And another member of the blog identifies himself. I am P.J. Hill, a member of the Business and Economics Department at Wheaton College, in Wheaton, Illinois. In case you aren't familiar with Wheaton, it is a Christian college that is Protestant and evangelical in its faith commitments.
I also am associated with a research center in Bozeman, Montana, PERC (Property and Environment Research Center) where I spend my summers.
My spiritual journey started (at the conscious level) when, as a senior in college, I decided the good news of Jesus Christ was true. Since then my wife and I have been members of numerous churches, all Protestant, as we have bounced around the country.
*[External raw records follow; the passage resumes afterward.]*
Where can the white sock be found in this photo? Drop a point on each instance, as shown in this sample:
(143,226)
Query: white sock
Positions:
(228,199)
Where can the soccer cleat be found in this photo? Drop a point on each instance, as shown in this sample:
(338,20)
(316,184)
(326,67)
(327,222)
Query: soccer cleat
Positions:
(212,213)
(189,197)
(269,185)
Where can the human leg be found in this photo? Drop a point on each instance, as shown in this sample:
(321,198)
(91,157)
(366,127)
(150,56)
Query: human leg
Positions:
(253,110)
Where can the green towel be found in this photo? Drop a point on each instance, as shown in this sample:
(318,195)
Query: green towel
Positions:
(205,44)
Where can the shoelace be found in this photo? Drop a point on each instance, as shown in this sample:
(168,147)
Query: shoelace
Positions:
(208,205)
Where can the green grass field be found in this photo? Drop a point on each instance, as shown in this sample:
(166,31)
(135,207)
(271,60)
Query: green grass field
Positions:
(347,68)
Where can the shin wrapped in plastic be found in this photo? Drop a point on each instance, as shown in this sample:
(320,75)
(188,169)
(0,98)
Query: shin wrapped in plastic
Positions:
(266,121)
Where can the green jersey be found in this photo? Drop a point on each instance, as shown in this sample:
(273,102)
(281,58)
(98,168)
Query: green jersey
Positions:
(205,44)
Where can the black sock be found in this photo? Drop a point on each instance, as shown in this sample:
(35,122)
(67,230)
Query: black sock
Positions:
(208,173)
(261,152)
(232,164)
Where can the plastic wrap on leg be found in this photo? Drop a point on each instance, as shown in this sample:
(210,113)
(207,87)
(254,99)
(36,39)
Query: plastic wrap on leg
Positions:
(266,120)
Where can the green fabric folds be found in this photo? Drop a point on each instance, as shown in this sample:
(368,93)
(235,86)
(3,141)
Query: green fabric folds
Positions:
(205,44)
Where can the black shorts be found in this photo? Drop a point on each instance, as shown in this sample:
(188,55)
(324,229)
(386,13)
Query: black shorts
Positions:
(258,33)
Now to the topic of the blog, the relationship between faith and economics. Andy, I'm not sure that I fully agree that our Christian faith and economics are orthogonal. I agree that economics tells me about how people make choices, and my faith defines a set of constraints on my choices. But my faith position also gives me much more information about the quality of choices than economics does, since economics assumes that each individual knows their own best interest. In other words, the discipline of economics provides no mechanism of evaluating choice other than utility maximization. But my belief in a transcendent God who has revealed himself in the person of Jesus Christ leads to a way of judging my (and others) choices. That doesn't mean I necessarily want to coercively impose what I think is God's evaluation of people's choices (surely the subject of future postings), but it does move me considerably beyond the economics answer to choices of "if it feels good do it."